Keren shrugged. “They usually let former cops have one. I don’t know about concealed carry. That’s a little tougher.”
“They’d give him one,” O’Shea said with certainty. “Wanting to blow someone away has gotta be tearing him up inside. The day we first met him, in the hospital, I got the idea he was kind of meek. Strong in his convictions, but no dynamo, if you get what I mean.”
“Well, you were wrong—as usual.” Keren waited for O’Shea to turn red. He obliged her, then she laughed in his face. “He’s a tough cookie, even in preacher mode. But now he’s losing it. He’s a decent guy who left the hassles of law enforcement behind, and now it’s like he’s being taken over by it.”
“Is that admiration I hear?”
“Of course I admire him. He’s …” Keren caught herself again and fell silent.
“He could rejoin the force,” O’Shea said. “I’ve asked around. He was a good cop. As good as it gets.”
Keren shook her head. “I’d hate to see him do that. He has such peace in his life at that mission.”
“ ‘I did not come to bring peace, but a sword,’“ O’Shea said.
Keren was always startled when O’Shea came up with something Christian. She knew he was a man of faith, and she’d especially liked him because he respected her own strong beliefs, but he didn’t wear it on his sleeve.
“And we’re the sword, is that what you’re saying?” She was used to the idea that she battled evil, but she’d never heard it put quite that way before.
O’Shea hunched one shoulder. “On this case, with Caldwell, I’d say for sure we’re the sword.

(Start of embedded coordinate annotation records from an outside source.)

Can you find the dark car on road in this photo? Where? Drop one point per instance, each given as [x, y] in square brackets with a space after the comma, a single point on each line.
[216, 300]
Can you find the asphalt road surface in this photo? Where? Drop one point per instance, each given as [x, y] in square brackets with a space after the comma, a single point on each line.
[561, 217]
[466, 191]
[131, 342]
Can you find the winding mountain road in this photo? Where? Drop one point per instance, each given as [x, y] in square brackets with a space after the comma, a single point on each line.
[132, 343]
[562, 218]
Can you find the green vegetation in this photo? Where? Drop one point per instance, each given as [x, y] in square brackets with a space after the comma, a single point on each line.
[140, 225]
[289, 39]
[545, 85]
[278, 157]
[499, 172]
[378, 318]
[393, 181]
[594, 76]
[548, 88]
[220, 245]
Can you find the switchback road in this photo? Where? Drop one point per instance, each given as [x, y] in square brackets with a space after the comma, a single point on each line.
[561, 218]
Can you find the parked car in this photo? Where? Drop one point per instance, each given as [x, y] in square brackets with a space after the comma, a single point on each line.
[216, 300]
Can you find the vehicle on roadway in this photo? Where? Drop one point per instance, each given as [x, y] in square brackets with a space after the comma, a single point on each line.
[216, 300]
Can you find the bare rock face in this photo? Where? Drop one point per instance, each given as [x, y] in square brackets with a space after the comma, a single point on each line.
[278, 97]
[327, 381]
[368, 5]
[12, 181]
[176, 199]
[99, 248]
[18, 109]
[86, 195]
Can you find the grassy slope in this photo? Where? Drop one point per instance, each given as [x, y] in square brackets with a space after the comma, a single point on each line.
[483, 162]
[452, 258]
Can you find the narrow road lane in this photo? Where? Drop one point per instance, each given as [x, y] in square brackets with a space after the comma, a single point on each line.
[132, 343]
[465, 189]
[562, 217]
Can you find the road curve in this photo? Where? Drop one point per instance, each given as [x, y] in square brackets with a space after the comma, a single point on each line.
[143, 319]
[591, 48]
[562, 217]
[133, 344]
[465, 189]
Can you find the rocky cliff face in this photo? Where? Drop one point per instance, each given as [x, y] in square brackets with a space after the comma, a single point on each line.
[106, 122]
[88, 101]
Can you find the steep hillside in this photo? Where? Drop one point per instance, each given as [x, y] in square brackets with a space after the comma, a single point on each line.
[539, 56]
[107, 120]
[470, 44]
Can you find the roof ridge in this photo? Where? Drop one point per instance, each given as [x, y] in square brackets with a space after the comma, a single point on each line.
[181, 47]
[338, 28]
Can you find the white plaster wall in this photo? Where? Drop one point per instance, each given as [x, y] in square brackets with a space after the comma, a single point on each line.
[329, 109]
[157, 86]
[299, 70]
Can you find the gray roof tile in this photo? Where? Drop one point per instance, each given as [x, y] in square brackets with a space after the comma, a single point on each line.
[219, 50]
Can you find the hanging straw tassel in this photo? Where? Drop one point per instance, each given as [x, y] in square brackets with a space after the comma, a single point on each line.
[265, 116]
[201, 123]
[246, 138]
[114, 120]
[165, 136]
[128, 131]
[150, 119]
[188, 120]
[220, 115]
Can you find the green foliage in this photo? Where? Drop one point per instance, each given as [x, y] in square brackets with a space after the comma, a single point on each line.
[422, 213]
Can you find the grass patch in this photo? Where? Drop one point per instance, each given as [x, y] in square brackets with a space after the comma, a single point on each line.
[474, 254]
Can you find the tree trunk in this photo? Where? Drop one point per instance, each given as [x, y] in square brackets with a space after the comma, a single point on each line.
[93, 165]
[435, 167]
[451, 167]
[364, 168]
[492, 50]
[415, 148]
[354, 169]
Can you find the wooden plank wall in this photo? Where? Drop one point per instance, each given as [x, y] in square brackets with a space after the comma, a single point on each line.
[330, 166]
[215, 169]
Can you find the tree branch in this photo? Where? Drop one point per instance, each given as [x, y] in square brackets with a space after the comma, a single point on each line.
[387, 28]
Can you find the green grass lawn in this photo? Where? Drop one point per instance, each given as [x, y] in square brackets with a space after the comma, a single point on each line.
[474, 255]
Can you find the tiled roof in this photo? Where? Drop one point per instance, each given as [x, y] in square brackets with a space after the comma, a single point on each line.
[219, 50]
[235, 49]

Somebody’s gotta be the sword, cuz this guy needs a sword taken to him—bad.”
Keren nodded and stared into space, thinking about how desperately they needed to stop Caldwell.
Finally, O’Shea broke the silence. “So what’s the deal with you and the preacher?”
Keren threw her coffee cup at him. She wished it was stoneware full of boiling hot coffee instead of Styrofoam and empty.
Keren crawled out of the lousy cot in the police lounge the next morning around five. “I want my apartment back,” she growled to no one, because no one else was stupid enough to sleep here.
Except she didn’t want her apartment back. No way did she want to sleep in that room with her memory of Katrina Hardcastle and all those flies.
She showered at the station house. She’d brought half her wardrobe in by now, and when she got out to her desk, O’Shea was waiting for her like the specter of death.